If it goes ahead, the action would affect the matches between La Liga leaders Real Madrid and third-placed Valencia and champions Barcelona and city rivals Espanyol, among others.

The LFP said in a statement on Tuesday such a move would damage the credibility of Spanish football, hurt clubs and players and place additional strain on a calendar that was already tight because of this year's World Cup.

"We are convinced that with calm, dialogue and compromise from all concerned we can avoid such negatives," they added.

Under new president Luis Rubiales, the AFE is taking a more aggressive approach to helping players get cash they are owed by financially struggling clubs, especially those in the third and fourth tiers of Spanish football.

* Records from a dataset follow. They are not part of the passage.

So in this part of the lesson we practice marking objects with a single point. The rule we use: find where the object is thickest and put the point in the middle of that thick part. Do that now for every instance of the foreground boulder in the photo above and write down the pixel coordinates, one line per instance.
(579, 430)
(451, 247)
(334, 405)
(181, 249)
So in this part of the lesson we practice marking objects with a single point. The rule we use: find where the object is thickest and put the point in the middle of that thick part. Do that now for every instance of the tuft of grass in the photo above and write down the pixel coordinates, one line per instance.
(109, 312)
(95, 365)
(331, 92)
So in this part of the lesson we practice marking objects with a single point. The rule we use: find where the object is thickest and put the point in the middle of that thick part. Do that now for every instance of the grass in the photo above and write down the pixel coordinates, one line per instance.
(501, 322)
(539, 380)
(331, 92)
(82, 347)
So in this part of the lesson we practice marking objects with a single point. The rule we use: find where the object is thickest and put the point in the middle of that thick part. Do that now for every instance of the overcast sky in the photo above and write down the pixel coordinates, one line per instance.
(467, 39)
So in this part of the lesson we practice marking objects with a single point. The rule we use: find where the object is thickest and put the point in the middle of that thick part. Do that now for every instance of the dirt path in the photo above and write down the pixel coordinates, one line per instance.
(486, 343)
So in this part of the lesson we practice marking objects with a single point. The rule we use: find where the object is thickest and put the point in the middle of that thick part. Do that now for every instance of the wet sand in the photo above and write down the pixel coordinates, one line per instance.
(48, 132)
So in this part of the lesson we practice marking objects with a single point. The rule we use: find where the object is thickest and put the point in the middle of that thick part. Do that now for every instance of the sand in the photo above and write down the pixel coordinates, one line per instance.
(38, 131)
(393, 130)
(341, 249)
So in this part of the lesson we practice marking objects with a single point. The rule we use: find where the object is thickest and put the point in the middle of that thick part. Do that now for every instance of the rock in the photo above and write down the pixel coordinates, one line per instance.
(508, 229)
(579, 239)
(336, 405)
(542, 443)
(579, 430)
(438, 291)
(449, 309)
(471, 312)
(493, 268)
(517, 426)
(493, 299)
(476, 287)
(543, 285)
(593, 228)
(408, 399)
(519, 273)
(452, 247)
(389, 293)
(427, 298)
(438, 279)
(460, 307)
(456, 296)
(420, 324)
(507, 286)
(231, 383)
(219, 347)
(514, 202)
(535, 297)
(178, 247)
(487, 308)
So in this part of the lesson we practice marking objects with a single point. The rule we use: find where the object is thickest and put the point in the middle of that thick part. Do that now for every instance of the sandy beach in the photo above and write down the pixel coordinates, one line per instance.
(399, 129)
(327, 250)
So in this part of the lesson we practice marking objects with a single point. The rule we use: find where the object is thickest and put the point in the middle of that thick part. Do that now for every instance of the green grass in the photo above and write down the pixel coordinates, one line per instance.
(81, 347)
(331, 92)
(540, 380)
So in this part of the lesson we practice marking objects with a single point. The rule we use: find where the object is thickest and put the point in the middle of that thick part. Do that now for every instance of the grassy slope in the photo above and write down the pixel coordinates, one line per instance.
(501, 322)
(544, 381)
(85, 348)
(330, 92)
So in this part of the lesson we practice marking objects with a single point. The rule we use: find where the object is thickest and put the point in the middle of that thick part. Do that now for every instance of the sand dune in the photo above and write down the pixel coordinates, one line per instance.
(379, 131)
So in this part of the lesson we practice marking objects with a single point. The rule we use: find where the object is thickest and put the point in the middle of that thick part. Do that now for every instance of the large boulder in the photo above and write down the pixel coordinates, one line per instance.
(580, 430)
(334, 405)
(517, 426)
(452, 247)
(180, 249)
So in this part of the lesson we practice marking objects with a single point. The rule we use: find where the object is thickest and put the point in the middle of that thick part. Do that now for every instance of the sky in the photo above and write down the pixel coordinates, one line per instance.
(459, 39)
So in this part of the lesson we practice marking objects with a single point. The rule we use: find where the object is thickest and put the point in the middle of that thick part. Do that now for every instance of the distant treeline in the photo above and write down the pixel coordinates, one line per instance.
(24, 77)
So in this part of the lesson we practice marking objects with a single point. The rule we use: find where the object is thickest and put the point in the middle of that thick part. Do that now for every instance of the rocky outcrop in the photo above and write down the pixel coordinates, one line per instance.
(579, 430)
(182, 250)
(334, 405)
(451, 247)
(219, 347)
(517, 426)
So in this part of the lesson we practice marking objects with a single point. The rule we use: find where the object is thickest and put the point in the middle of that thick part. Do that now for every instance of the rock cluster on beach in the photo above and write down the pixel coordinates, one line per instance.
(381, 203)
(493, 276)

Spiralling wage and transfer costs have tipped many clubs into the red and second division side Albacete, currently one spot above the relegation places, became the latest to go into administration on Monday.

Rubiales is a former player at Valencia-based Levante and helped organise industrial action over unpaid wages in the 2007/08 season when they were in Spain's top division.

The AFE said on Monday a large majority of their members backed Monday's threat.

"If we have to go on strike we are all united," defender Manuel Pablo, captain of La Liga club Deportivo La Coruna, was quoted as saying in Marca sports daily on Tuesday.

Carlos Suarez, president of Real Valladolid, told Marca the players were partly to blame for the situation.

"A large proportion of the inflation that is hurting the clubs is the fault of the players, who have dropped down into lower divisions with very lucrative contracts and try to keep the same level of income," he said.